What’s Germany’s Current Stand On Nuclear Power?

For a country that did promise over a decade back in the day that it would shut all nuclear plants by 2030, here’s Germany with three active nuclear power plants.

That’s as on date.

However, it is important to note that a decision was taken back in 2009 to shut down eight nuclear reactors and too, on an immediate basis by the end of 2022.

We are staring at the end of November and unless pigs begin to fly from the skies, sorry Pink Floyd, it doesn’t seem as though the three will be shut down by end of this year.

Having said that, where does Germany, that has some of the lowest wholesale electricity prices in the entirety in Europe (and at the same time, some of the highest retail prices) prices, go to next?

Here’s some context before we go any further:

On first thoughts, it can be said without much confusion that the country does wish to have an ‘exit plan’ from nuclear power and without much delay. Common sense dictates- and mankind is blessed with it in aplenty- that nuclear power is, after all, one of the more expensive ways to boil water to generate electricity.

A news report, which widely surfaced in the German press during September 2022, suggested that the country was planning to turn off three nuclear power stations by not later than the end of the ongoing year.

That would, if still executed, as per plan, signal the end of an eleven-year process.

But there’s been a lot of talk and action, and truth be told, sudden shifts in pre planned strategy (read original strategy) on that front. So much so that there ‘could’ be a borderline confusion on what the Olaf Scholz-led country might do next in its bid to offset the energy shortfall.

All of that said, the following is what DW.com, the go-to media outlet for all things Germany had to report on the mater:

“Until recently, Russia had been a major energy partner to Germany, providing the country with the majority of its oil and natural gas But tensions over the war in Ukraine upended that partnership. It has left Germany scrambling for alternative supplies as the winter months take hold in Europe, and sent energy prices through the roof.

Now the country has to rethink its nuclear bailout strategy.

“Today Germany’s three existing nuclear reactors produce around 6% of the country’s electricity supply. But it wasn’t always this way: back in the 1990s, no fewer than nineteen nuclear power plants were producing about a third of Germany’s power supply.

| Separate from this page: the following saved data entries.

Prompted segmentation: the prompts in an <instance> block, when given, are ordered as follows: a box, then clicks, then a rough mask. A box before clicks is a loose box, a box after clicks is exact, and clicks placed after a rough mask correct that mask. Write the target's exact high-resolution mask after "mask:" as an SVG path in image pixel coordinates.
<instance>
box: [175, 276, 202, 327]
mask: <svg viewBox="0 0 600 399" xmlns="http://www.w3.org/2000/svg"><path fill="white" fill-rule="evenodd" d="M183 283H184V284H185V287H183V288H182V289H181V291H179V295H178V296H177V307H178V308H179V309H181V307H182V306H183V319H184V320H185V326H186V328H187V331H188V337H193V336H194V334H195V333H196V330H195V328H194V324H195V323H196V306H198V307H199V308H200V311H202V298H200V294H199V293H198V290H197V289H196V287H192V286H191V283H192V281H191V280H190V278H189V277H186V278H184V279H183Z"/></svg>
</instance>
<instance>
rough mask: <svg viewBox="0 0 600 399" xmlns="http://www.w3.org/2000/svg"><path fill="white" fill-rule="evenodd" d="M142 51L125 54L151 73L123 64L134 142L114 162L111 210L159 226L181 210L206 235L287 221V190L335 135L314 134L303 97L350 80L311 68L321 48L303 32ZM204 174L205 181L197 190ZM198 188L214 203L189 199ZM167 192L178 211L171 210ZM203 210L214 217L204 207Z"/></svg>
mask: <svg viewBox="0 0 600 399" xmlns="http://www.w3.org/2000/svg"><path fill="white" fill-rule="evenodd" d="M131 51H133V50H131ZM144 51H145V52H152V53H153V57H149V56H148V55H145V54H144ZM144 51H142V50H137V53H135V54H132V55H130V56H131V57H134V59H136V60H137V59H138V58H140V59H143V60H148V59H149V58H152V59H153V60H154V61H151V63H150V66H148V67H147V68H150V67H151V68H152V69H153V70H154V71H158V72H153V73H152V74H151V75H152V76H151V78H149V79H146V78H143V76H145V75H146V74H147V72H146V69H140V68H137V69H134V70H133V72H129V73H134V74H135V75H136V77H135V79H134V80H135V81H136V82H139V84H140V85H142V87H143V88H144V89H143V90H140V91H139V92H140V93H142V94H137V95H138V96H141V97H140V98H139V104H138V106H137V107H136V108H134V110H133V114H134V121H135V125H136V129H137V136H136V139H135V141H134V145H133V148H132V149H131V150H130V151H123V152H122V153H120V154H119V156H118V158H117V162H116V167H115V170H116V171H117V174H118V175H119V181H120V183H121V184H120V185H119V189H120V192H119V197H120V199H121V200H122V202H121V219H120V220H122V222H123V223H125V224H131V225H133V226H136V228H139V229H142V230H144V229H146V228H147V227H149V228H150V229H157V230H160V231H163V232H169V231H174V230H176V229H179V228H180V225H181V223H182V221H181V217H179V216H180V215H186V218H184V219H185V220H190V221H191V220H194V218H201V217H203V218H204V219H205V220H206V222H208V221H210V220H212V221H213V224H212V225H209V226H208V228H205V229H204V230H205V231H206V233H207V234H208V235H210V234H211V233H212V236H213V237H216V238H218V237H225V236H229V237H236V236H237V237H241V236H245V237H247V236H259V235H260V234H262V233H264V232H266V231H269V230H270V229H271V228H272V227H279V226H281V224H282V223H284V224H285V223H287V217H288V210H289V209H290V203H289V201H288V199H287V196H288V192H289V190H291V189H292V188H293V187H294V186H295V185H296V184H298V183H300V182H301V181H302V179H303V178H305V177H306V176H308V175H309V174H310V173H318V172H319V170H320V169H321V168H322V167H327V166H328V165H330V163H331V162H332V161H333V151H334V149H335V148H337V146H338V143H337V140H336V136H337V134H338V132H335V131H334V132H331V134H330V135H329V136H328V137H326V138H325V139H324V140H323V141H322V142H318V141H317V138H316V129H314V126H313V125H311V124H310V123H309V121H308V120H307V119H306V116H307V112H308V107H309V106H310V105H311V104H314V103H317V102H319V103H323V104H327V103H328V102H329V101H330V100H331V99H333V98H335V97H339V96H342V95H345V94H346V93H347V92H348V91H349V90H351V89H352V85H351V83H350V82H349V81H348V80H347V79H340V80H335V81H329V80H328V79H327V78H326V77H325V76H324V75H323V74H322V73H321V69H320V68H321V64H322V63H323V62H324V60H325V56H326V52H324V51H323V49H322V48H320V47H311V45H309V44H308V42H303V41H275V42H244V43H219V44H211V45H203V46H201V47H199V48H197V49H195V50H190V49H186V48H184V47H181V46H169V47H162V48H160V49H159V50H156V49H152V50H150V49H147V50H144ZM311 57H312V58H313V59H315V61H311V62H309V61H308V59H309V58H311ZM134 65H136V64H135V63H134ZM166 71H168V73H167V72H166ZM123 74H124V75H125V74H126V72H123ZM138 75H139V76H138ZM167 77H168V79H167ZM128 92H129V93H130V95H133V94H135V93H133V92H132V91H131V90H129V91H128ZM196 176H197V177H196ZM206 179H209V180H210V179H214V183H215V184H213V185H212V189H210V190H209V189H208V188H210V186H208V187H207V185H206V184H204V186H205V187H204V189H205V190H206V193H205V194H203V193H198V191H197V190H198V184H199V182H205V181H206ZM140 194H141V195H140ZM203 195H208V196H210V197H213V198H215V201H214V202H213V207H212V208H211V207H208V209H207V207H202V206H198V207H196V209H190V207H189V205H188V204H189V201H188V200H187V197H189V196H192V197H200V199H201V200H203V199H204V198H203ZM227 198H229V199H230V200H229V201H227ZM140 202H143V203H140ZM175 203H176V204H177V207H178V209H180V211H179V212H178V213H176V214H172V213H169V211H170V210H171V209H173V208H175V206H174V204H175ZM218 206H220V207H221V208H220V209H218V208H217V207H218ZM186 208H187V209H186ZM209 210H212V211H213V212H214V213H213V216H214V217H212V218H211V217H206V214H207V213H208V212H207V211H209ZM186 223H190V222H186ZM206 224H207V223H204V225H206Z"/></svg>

Then, in 1998, a new center-left government consisting of the Social Democrats and the Greens party moved to get away from nuclear energy, a long-held objective of the Greens. Their prominence had started taking off in the 1980s as they railed against the dangers of nuclear weapons and nuclear energy against the backdrop of the Cold War.

The construction of new nuclear plants in Germany ended in 2002 and plans were made to phase out all existing facilities over the next few decades.”